Almost at the top of the street stood a yellow fibro house, simple and unremarkable, with no front garden to soften it—just a patch of mustard-coloured grass that crunched underfoot. I knew I was almost too far when that house came into view. It was the marker. The sign that I had wandered close to the boundary of safety, to the point where I wasn’t sure I should be. I never went that far alone. I always made sure my older brother was with me or that I was gripping my Dad’s hand. That house and what lay beyond it were too unknown to face without someone beside me.

Two older ladies lived there—twins. They sat out on the large air conditioner unit, every day, always silent. They never spoke, not to each other and certainly not to me or anyone else who ventured near. They just sat, their wrinkled faces tight and scrunched up, like the cracked surface of the road, watching. Always watching. Their eyes would follow you, quiet and unblinking, as though they knew something about you that you didn’t yet understand. They wore woolen sweaters, despite the heat, with dresses underneath and brown socks that never quite stayed pulled up. I never stayed long enough to figure out much else about them. As soon as I felt their gaze, I’d hurry back down the hill, feeling the weight of their eyes still on me until the curve of the road finally hid me from view. And me and my brothers would pretend to be them, giggling together, they were this unknown we felt we could mock as kids. Mock the unknown.
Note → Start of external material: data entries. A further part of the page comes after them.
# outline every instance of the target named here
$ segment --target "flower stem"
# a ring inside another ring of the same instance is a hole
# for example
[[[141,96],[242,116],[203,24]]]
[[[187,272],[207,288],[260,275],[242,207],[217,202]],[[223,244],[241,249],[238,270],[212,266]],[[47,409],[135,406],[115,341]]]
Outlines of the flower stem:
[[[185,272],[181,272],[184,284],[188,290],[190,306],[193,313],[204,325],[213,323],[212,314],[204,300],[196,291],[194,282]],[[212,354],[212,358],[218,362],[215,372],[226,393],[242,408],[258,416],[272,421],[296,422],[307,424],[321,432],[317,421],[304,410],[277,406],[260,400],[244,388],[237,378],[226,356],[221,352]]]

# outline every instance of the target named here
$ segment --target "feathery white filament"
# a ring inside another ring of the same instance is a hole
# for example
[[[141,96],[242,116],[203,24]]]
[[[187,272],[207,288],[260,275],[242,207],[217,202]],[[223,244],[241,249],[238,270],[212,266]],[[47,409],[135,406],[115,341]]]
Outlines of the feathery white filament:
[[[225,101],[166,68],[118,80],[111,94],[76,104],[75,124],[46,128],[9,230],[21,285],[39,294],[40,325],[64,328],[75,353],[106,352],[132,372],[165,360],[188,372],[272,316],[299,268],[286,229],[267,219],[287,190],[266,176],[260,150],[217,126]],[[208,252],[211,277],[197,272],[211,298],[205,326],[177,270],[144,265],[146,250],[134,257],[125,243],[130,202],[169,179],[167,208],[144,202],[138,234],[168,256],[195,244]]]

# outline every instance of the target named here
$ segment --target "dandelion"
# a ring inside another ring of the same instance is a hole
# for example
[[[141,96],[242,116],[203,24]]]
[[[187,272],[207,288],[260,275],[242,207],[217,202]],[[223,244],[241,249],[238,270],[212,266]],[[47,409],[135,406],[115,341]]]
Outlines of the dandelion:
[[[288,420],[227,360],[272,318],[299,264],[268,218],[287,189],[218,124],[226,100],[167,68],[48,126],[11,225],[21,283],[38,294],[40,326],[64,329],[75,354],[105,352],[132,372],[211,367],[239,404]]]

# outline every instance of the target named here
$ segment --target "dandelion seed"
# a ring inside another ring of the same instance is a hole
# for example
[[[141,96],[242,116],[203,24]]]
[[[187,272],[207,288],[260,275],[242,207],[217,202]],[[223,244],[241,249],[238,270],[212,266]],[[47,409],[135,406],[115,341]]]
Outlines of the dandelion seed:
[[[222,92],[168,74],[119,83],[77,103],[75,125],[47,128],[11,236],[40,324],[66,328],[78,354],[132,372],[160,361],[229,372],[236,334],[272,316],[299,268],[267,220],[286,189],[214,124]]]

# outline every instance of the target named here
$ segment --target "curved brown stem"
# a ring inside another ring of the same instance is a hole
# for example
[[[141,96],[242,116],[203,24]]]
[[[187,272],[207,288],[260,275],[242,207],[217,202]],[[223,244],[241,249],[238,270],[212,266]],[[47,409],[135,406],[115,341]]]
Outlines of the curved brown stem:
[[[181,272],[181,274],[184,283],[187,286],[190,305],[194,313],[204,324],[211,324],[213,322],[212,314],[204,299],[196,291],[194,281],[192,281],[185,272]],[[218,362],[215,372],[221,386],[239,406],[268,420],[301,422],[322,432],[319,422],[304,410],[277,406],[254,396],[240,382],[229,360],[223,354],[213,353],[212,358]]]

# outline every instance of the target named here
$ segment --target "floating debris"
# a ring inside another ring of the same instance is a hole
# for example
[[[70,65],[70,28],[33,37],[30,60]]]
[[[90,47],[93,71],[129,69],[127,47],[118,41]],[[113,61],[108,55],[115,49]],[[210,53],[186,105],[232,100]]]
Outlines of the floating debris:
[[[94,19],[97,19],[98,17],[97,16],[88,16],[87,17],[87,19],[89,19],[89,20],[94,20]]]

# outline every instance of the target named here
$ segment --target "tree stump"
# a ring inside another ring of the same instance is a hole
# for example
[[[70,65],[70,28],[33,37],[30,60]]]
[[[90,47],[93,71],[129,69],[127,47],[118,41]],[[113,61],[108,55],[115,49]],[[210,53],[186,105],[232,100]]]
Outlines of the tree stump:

These days, I know they were just two quiet women, probably as old as my Dad. Sweet, really. They kept to themselves, as people do, and that was all there was to it. But I didn’t know that back then. Back then, they were sentinels, watching over the end of the street, keeping me from going too far. And sometimes, now, I feel like them—sitting quietly, looking out at the world as people try to push themselves past the barren parts. Trying to get a little further, beyond whatever desolation they’re caught in, whether it’s a quiet cool corner store, a still and dusty bush track leading to a swimming hole, or even an airport to somewhere far away. I know that feeling now—of being too far. Of feeling like, if I shouted, no one would hear me. That it doesn’t really matter what I do, because, in the end, I just need to find my way back home. Down the hill.

But what if home is gone? What if you make it back down the hill, and nothing is where it used to be? That’s where I am now, back in Melbourne. Working, moving from one day to the next. But I still don’t know what home is. I could place all my belongings out in the street, and it wouldn’t make a difference. I’d still feel the same. Too far away from something I once knew as home, and yet so close to the place that should be it. Though I tell myself, usually its then that you are too close to an old home. And very far from your new home, whatever that may be. A physical place, or a love you have never known yet. And the twins are watching you verge onto that new place, down the hill. Safe.